Estaba harta de sufrir. Harta y agotada de sentir ese dolor y esa rabia que aparecían de repente sin avisar y sin pedir permiso. Harta y agotada de sentirme harta y agotada.

Mi mente regresó al pasado, a los años que compartí con Chase y a los recuerdos más sobresalientes. Aquella vez que me llevó de caza. Una sola vez. Le disparé a un ciervo y después cometí el error de verlo morir. Esos ojos tan oscuros como el chocolate derretido o el café bien cargado me miraron como si quisieran preguntarme por qué, hasta que el animal apoyó la cabeza en el suelo y la vida abandonó su mirada. Me acerqué a unos arbustos para vomitar el desayuno. Después, empecé a llorar a lágrima viva, como si hubiera matado a mi propio hijo.

Chase, como era normal, no tenía ni idea de lo que me pasaba. En su opinión, debería sentirme orgullosa de mí misma, debería disecar la cabeza y colgarla en la pared. Lo destripó, lo desolló y nos fuimos a casa. Me quedé en la ducha, frotándome para deshacerme de la culpa, hasta que me quedé sin agua caliente. Desde entonces no he vuelto a comer venado.

Otras aventuras, las pocas que compartimos a lo largo de treinta años de matrimonio, tuvieron un final más feliz, al menos para Chase. Planeó en secreto un crucero para celebrar nuestro vigésimo aniversario de boda y se lo agradecí, la verdad. Lo malo fue que se comió con los ojos a las bellezas en biquini que tomaban el sol en la playa de Cozumel. Y como yo no estaba dispuesta a ser el sustituto de las fantasías de ningún hombre, el viaje de vuelta fue bastante gélido pese al calor caribeño…

¿Había sido una buena esposa?, me preguntaba una y otra vez. Tal vez me sintiera culpable de ese fallo que le había achacado a Chase.

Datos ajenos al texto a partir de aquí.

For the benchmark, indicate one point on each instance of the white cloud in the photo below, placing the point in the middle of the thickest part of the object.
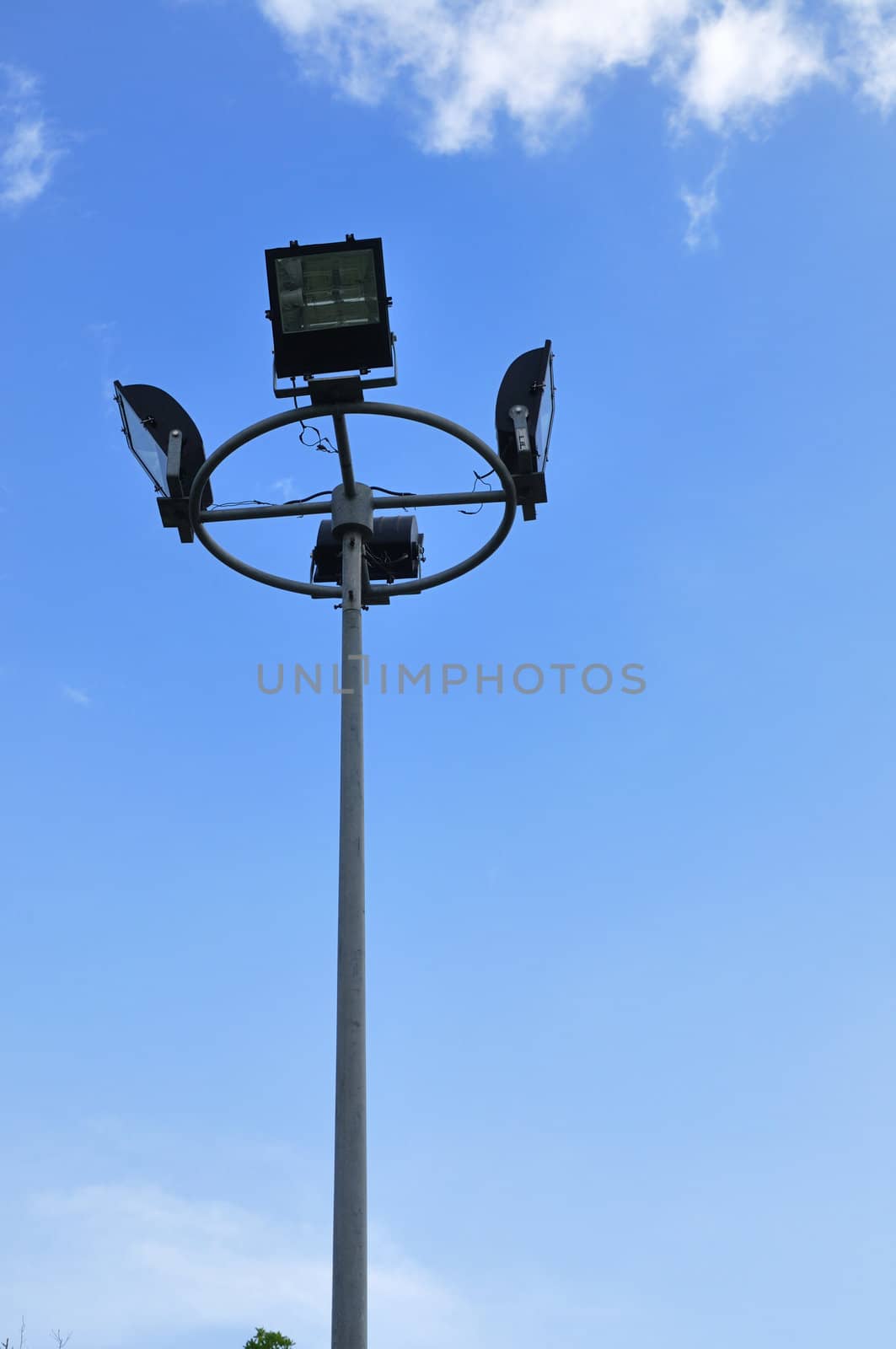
(29, 152)
(125, 1263)
(745, 61)
(464, 64)
(76, 695)
(871, 47)
(700, 208)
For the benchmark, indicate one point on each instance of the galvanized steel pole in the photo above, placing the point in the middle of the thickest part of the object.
(350, 1180)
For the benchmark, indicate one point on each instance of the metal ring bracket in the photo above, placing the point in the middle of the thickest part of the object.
(200, 519)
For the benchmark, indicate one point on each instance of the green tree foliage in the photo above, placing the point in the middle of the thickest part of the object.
(267, 1340)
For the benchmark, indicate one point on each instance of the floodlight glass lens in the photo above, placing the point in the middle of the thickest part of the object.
(327, 290)
(146, 449)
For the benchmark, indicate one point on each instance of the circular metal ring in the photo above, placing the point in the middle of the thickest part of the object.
(294, 415)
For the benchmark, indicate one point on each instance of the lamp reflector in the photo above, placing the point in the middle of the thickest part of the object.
(327, 290)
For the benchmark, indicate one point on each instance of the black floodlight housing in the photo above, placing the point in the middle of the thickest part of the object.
(393, 553)
(165, 440)
(330, 309)
(523, 417)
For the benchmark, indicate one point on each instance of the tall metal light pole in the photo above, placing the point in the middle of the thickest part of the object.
(362, 557)
(350, 1160)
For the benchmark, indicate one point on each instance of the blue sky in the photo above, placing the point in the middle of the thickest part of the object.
(630, 965)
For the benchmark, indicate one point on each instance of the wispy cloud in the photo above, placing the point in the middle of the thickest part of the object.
(723, 62)
(29, 148)
(700, 208)
(126, 1261)
(74, 695)
(871, 47)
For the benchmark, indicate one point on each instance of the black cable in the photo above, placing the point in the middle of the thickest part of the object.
(480, 478)
(323, 443)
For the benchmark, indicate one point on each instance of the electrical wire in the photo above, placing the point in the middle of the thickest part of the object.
(480, 478)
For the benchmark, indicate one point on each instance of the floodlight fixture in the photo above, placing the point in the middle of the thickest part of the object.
(328, 310)
(523, 420)
(166, 443)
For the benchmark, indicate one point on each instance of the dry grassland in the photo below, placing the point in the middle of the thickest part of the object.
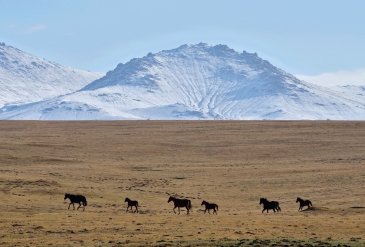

Tal vez me había limitado a ir a mi ritmo, a vivir en mi mundo, a cumplir con mis obligaciones y a mantener las cosas como estaban.

Ojalá todo hubiera sido distinto. Ojalá Chase me hubiera valorado, me hubiera apreciado. Ojalá me hubiera esforzado más para amar al hombre del que afirmaba estar enamorada. Ojalá me hubiera sentido amada.

Estaba tan ensimismada en mis pensamientos que fue un milagro que no acabara en la cuneta o en Podunk, Arkansas. Cuando me desvié en la salida de Chulahatchie y vi la gasolinera, Llénalo y Corre, fue como recobrar la conciencia después de un sueño muy profundo.

¡Por Dios! Tenía la impresión de haber pasado años fuera. De que lo último que me apetecía era regresar. Pero Chulahatchie estaba como siempre. Con las calles desiertas, como todos los domingos a mediodía. Durante la semana que había estado en Asheville, habían decorado la plaza con las luces navideñas. Más que alegres, parecían descoloridas, desgastadas y tristes. Alguien le había puesto un gorro de Papá Noel a la estatua del soldado confederado y le había colocado en el cañón del rifle una rama de flor de pascua de plástico.

Giré en la rotonda y seguí hacia la cafetería. Tenía que decirle a Scratch que había vuelto y ver si hacía falta comida para preparar el desayuno al día siguiente. La mera idea hizo que se me cayera el alma a los pies.

Y, en ese momento, vi algo que no esperaba.

El Heartbreak Café, mi cafetería, rodeada de cinta amarilla policial. El cristal estaba roto y la puerta, descolgada. El coche del sheriff estaba aparcado frente a la puerta, con las luces encendidas.

En la puerta, con los brazos en jarras, estaba el sheriff en persona.